Pottermore returns to growth

Pottermore returns to growth

Pottermore, the digital content company for J K Rowling's Harry Potter books, returned to growth in its last financial year after the firm’s decision to make its e-books and audiobooks available via Amazon, Apple, Audible and others “really paid off”.

In the year to end-March 2016, sales more than doubled to £15.1m, compared to £7m a year earlier, after what it reported was a “significant increase” in sales of e-books and digital audiobooks. The company recorded a pretax loss of £4.9m, compared to a loss of £6m a year before, as it continued to invest in its website, new products, and e-commerce site.

The figures do not include the period when Harry Potter and The Cursed Child or Fantastic Beasts were released, or the e-book shorts Pottermore Presents, with the business expecting a return to profitability in the next financial year as a result. They do include the arrival of the Harry Potter enhanced e-books, released in October 2015 through Apple’s iBookstore.

Susan Jurevics, chief executive of Pottermore, said the numbers “validated the strategy” unveiled in 2015 that saw the site ink deals with third-party retailers to sell the Harry Potter e-books and audiobooks direct, rather than soley via the Pottermore website. The decision to be the only retailer for the Harry Potter e-books—made ahead of the launch in 2012—was initially heralded as a triumph, but Jurevics reversed it when she took over as c.e.o. indicating that she wanted to give fans “greater consumer access to Harry Potter e-books and audiobooks”. The shift also allowed Pottermore to launch the enhanced e-books via Apple's iBookstore.

Last year’s accounts showed that digital content sales fell from £4.8m to £3.9m, and though the firm has not split out sales in 2015/16 figures, Jurevics highlighted the resilience of the first seven titles, as well as the release of the enhanced editions, which would have given the e-books and audiobooks a natural uplift.

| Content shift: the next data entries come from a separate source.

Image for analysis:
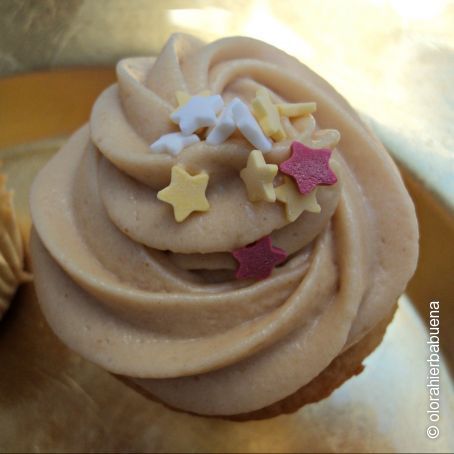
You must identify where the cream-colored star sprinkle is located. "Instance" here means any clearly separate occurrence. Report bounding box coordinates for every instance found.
[276,102,317,117]
[252,87,287,142]
[240,150,278,202]
[274,177,321,222]
[157,165,210,222]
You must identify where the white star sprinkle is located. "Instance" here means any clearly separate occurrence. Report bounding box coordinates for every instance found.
[206,98,271,152]
[232,98,272,152]
[170,95,224,136]
[206,101,236,145]
[150,132,200,156]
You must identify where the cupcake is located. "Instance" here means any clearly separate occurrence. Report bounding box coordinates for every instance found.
[31,34,418,420]
[0,174,31,320]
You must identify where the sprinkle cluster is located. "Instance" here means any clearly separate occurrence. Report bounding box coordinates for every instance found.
[150,87,337,279]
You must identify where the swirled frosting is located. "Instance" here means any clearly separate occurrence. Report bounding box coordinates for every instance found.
[31,35,418,415]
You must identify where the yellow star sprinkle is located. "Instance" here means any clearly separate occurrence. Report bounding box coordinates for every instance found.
[240,150,278,202]
[275,177,321,222]
[157,165,210,222]
[252,87,286,142]
[175,90,211,107]
[276,102,317,117]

Last year's accounts also showed the impact of the termination of its relationship with Sony—which originally supported the launch of Pottermore in 2012—its royalties income dropping from £32m to £3m.

While the growth in digital content sales has yet to make up this shortfall for this year's accounts, the results show a business becoming more self-sustaining as it moves through the content gears in parallel to the expansion of Rowling's own wizarding world output via the play and the new films. Pottermore now describes itself as a digital publishing, entertainment and news company, with the increase in standalone publishing the most signicant move over the past year. “The shift in Pottermore’s commercial business strategy - working more closely with key business partners - that we began executing in the second half of 2015 has paid off,” said Jurevics. “The new strategic plan is not only driving increased revenue but is also putting us on the path to profitability for our financial year ending in March 2017."

Jurevics also highlighted the decision to make Pottermore mobile-friendly, and lift the need for fans to pre-register. Jurevics said that against a backdrop of sustained global appetite for the world created by author J K Rowling, the site had “grown in popularity". The September launch of Rowling’s Patronus experience drew three million registered users in three days, according to the company. Following the unveiling of The Cursed Child play in July and the first of the five films in the Fantastic Beasts spin-off, Jurevics said the website had worked to “broaden and deepen engagement” with its audiences around the world.

Jurevics would not say how many copies the e-book version of The Cursed Child script had sold compared with the 1.3m copies the print version has retailed through the Nielsen BookScan TCM, or what the expectations were for the Fantastic Beasts script, released last week, except to say that both has performed “strongly”. According to Nielsen, the increased activity around the Harry Potter brand had led to uplifts across print sales of the original seven. The Harry Potter seven collectively sold 167,172 copies for £885,806 in the 14 weeks before the release of "The Cursed Child" play. In the same period since, they have sold 212,806 copies for £1.08m, a 27% jump in volume and a 22% boost in value. The release of the Fantastic Beasts movie will grow the original franchise even more.

When asked about what fresh content would be forthcoming in digital formats from Pottermore, Jurevics said “watch this space”, and highlighted that 2017 was the 20th anniversary of publication of the first Harry Potter book in the UK. ”There is, as you know, an unbelievable thirst for everything Harry Potter, and we are always innovating and looking to how we can meet the needs of the Harry Potter fans.”